Hypothetically speaking, of course.

Ownership is expensive

Here’s the thing about ownership: it has a few meanings. I “owned” that house in the mountains, and it’s still costing me money to this day.

You can kick around purely metaphysical notions of “ownership” to your heart’s content. In that sense, maybe the NFT bros had a point: the only thing you can truly “own” is something wholly intangible. Although, they still manage to lose their monkeys more than I lose my TV remote.

The only practical meaning of “ownership” when it comes to software services is: who’s on pager duty for it? Who has to drop what they are doing when it’s not working as-needed? Who manages upgrades?
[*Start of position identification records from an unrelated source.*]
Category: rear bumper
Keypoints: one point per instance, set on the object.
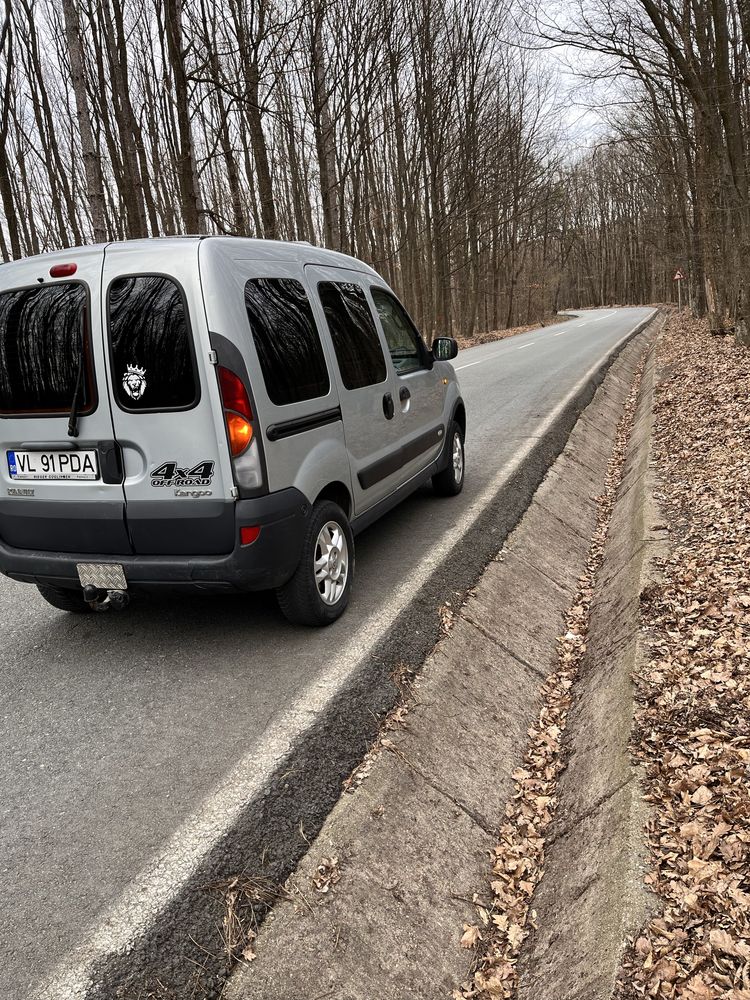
(267, 563)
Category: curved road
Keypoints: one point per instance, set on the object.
(117, 727)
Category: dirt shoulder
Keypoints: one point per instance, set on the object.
(692, 721)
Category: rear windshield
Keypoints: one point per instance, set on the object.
(152, 348)
(44, 340)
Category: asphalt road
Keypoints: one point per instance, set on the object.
(117, 727)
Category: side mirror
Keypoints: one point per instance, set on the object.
(444, 349)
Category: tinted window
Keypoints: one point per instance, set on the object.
(286, 339)
(355, 339)
(404, 342)
(42, 331)
(152, 352)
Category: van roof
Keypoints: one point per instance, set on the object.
(238, 247)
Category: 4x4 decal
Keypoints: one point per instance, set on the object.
(169, 474)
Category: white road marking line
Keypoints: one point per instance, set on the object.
(471, 364)
(160, 881)
(573, 326)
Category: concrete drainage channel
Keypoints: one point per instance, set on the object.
(413, 845)
(460, 745)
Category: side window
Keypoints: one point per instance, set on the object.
(151, 344)
(355, 340)
(404, 343)
(45, 343)
(286, 339)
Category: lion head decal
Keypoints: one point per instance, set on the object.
(134, 381)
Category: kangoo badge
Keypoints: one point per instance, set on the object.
(134, 381)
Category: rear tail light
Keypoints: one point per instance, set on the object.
(238, 413)
(63, 270)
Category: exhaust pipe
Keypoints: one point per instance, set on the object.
(106, 600)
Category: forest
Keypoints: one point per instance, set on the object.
(432, 138)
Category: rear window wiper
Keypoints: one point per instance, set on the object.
(73, 418)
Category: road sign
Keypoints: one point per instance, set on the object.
(679, 277)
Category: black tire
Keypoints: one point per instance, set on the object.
(450, 482)
(64, 599)
(300, 599)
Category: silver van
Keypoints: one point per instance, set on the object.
(217, 414)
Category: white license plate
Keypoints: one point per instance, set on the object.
(39, 465)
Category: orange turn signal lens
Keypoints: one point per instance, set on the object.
(240, 433)
(248, 535)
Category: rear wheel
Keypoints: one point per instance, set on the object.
(450, 481)
(64, 599)
(318, 593)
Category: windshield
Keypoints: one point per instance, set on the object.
(41, 331)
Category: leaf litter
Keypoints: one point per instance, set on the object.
(692, 734)
(505, 916)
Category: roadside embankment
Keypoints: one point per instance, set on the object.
(377, 907)
(692, 732)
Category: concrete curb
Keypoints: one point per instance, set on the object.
(413, 841)
(173, 945)
(592, 895)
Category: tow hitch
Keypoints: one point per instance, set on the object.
(104, 586)
(105, 600)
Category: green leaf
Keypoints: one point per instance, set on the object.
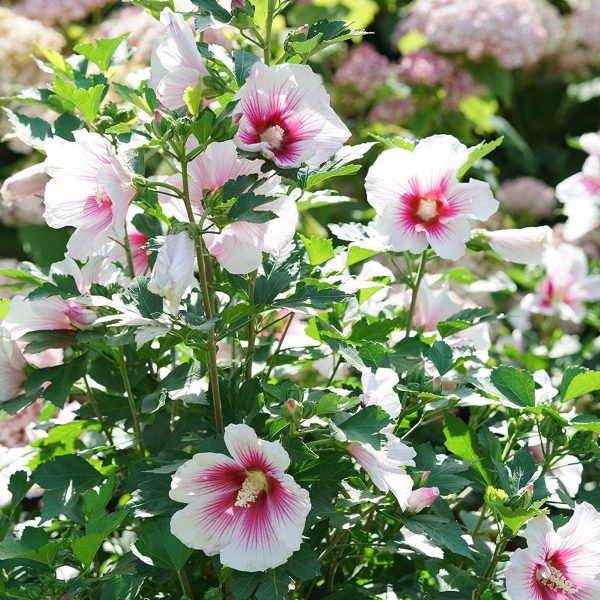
(213, 8)
(30, 130)
(366, 425)
(86, 547)
(149, 304)
(101, 52)
(87, 101)
(444, 533)
(274, 586)
(319, 249)
(440, 354)
(69, 470)
(580, 384)
(159, 547)
(243, 209)
(122, 587)
(462, 441)
(514, 384)
(477, 153)
(244, 61)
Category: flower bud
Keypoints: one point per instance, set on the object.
(422, 498)
(523, 246)
(173, 273)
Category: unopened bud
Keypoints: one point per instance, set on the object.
(421, 499)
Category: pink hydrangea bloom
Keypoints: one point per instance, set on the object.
(90, 190)
(285, 114)
(392, 110)
(239, 246)
(244, 508)
(365, 69)
(527, 195)
(580, 193)
(176, 63)
(386, 466)
(511, 31)
(419, 200)
(567, 285)
(558, 565)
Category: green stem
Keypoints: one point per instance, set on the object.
(131, 399)
(251, 329)
(206, 300)
(415, 293)
(268, 30)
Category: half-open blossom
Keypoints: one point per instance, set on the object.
(386, 466)
(176, 63)
(525, 246)
(173, 273)
(567, 285)
(558, 565)
(580, 193)
(89, 190)
(239, 246)
(12, 364)
(419, 200)
(378, 389)
(244, 508)
(285, 114)
(421, 498)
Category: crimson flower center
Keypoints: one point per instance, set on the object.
(428, 209)
(273, 136)
(254, 484)
(552, 578)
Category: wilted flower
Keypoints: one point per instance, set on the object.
(419, 201)
(421, 498)
(567, 285)
(285, 114)
(524, 246)
(527, 195)
(173, 273)
(176, 62)
(89, 190)
(21, 196)
(239, 246)
(580, 193)
(561, 564)
(244, 508)
(386, 466)
(378, 389)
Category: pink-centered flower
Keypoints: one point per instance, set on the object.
(419, 200)
(90, 190)
(567, 285)
(580, 193)
(238, 247)
(176, 63)
(244, 508)
(284, 113)
(386, 466)
(558, 565)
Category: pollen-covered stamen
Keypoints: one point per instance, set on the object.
(554, 580)
(254, 484)
(273, 136)
(428, 209)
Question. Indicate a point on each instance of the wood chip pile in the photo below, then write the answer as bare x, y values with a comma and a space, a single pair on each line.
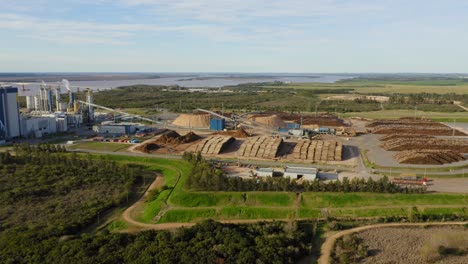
418, 142
407, 136
193, 120
173, 138
401, 144
435, 157
411, 126
273, 121
260, 147
240, 133
406, 121
420, 130
318, 150
320, 120
148, 147
214, 144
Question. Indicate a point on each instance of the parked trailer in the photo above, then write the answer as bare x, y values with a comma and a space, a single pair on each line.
410, 180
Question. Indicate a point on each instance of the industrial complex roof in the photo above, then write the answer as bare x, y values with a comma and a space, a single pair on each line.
302, 170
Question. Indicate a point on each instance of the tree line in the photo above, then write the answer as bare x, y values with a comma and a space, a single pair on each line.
42, 188
206, 177
206, 242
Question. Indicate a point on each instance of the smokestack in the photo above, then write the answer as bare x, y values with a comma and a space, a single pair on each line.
58, 105
89, 100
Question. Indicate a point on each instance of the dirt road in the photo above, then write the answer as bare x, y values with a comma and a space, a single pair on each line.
327, 247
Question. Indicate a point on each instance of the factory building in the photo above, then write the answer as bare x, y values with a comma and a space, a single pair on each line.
264, 172
9, 114
112, 128
305, 173
38, 126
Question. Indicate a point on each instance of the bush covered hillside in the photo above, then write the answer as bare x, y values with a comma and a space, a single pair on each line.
46, 193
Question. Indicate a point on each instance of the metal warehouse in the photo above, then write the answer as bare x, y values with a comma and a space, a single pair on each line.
306, 173
265, 172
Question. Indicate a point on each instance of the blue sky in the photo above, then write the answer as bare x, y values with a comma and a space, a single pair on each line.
234, 36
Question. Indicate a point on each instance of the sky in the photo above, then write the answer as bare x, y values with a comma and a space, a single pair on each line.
307, 36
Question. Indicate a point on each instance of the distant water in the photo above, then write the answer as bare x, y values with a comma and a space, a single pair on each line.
193, 81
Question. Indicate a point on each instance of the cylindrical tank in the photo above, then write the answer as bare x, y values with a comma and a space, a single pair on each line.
37, 103
30, 102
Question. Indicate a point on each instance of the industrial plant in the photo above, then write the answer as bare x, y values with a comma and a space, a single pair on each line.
45, 112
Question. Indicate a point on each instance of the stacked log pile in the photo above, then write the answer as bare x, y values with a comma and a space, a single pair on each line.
214, 145
435, 157
318, 150
260, 147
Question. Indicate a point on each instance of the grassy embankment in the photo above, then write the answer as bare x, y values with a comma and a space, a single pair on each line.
388, 87
102, 146
182, 205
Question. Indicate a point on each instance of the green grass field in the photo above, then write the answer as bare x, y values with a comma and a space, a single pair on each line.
187, 206
387, 87
104, 146
395, 114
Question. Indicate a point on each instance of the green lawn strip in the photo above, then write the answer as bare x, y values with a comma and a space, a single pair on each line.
342, 200
104, 146
226, 213
187, 216
238, 212
117, 225
195, 199
395, 114
440, 175
386, 212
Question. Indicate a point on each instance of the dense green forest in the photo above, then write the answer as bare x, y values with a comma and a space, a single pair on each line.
43, 190
267, 97
48, 197
206, 242
205, 177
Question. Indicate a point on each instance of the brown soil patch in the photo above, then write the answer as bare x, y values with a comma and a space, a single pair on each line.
414, 244
193, 120
435, 157
270, 120
398, 136
419, 130
149, 147
400, 144
240, 133
406, 121
308, 120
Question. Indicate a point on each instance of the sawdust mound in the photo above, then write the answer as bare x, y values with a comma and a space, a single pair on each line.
173, 138
269, 120
239, 133
434, 157
148, 147
193, 120
397, 136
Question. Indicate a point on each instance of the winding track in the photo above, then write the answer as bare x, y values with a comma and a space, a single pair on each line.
327, 247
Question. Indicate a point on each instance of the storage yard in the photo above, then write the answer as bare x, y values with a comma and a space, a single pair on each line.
389, 247
420, 141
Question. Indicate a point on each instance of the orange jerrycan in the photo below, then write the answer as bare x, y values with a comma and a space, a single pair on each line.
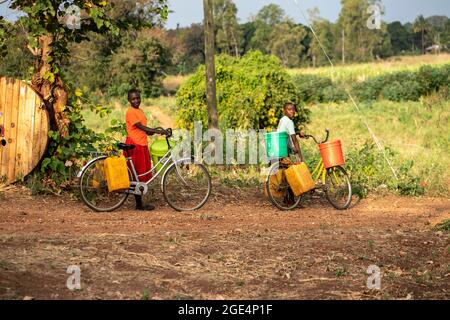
299, 178
116, 172
274, 182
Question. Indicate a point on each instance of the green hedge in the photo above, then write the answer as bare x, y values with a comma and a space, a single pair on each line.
398, 86
318, 89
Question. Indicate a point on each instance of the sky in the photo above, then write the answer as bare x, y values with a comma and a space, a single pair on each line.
186, 12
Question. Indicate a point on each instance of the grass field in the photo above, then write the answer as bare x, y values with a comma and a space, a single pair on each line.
361, 72
413, 130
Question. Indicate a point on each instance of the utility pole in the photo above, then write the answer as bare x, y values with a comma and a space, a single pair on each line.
211, 100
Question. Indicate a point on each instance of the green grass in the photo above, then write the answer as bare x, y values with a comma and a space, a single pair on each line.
363, 71
413, 130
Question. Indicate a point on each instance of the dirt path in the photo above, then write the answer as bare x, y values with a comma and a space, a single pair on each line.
164, 119
237, 247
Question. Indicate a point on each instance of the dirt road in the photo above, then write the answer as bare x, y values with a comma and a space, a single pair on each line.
237, 247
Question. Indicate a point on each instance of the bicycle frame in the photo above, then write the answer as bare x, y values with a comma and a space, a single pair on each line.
164, 162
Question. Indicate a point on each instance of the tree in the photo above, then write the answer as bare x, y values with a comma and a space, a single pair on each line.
400, 37
286, 43
358, 40
50, 34
324, 32
193, 41
228, 34
16, 59
210, 72
421, 25
264, 21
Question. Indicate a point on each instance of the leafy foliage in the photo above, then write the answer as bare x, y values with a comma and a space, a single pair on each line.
251, 92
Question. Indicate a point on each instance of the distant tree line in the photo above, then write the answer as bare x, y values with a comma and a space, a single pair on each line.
143, 57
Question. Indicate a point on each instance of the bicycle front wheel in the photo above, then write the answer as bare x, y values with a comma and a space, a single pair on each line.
278, 189
94, 189
186, 185
338, 188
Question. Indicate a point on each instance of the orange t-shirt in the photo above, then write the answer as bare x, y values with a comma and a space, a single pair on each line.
134, 116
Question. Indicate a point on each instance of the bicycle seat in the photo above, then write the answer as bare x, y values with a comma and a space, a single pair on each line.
125, 147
Who migrates data into it and out of it?

Once you’ve been around the block a few times and seen things from your VP Eng’s point of view, the one thing you’ll know for sure about ownership is this: When it comes to owning services for developer teams, ownership is expensive. It feels a lot like renting, only less predictable.

8 comments

  1. “I didn’t even mention the most common reason for needing support, which is the software has a bug that affects our team.”

    I feel like this thread got lost in the middle.

    100% of software services I’ve used ran into showstopper bugs or missing features that, apparently, only my workplace ever ran into. Owning or renting may be cheap or it may be expensive but nothing is as expensive as an itch you can never scratch.

    I’d much rather pay $5000 of dev time to improve an open source project for all, than pay $5000 of dev time to argue with technical support which isn’t.

    1. I’d be a little cautious about going down that road. Unless the itch you can never scratch somehow wholly prevents you from delivering value to your own customers, counting it as an infinite expense can lead to similar priority inversions to the one that prompted this article. Itches you can’t scratch are annoying, and they absolutely should be *a* factor in making decisions.

      EDIT: I’ll add that the property of preventing developers from scratching pet itches can sometimes increase the value of SaaS, depending on how good or bad your team members are at putting itches into perspective…

  2. The article makes good argument on ownership of the software.The fact that if the service or the project owned by the company however may be it was made it is doomed to bug out or break in future.So now it is company’s headache to make sure that what ever they has to work every time instead of focusing on their next product which will drive the sales and bring the dollars to the enterprises will receive less attention, fair argument.

  3. This article attempts to argue against ownership, poorly, by arguing that there’s always rent and going from there. I’ll be brief: This entire article is blown apart by the idea of finished software, that is software which works and which needs no further changes whatsoever.

    1. The idea of finished software is a myth, a holy grail of software development that never existed and will never exist. The author explicitly gives some counter arguments. The finishers software requires static, finished world, this precondition is never gonna be true.

    2. I agree. It is better for the sellers, but I doubt about the consumers part.
      I think misses that the constant change also introduces new bugs and compatibility issues. The previous approach (yearly releases or other periodic ones) left me – the customer – with a choice at least. I could also sell the product that I would not use anymore.
      Secondly, the no ownership approach is going often pushed further to the cloud-only approach. The Photoshop is a nice example, especially when they have deleted customers’ files ‘by mistake’.
      Thirdly, ‘standalone’ one time bought software lets me, the customer, pick it for the features I need. Subscription is leaving this decision for the vendor: if they don’t like that feature anymore, it disappears.

      About support: I don’t agree that subscription based apps have a better support. From my experience it is trash in both options.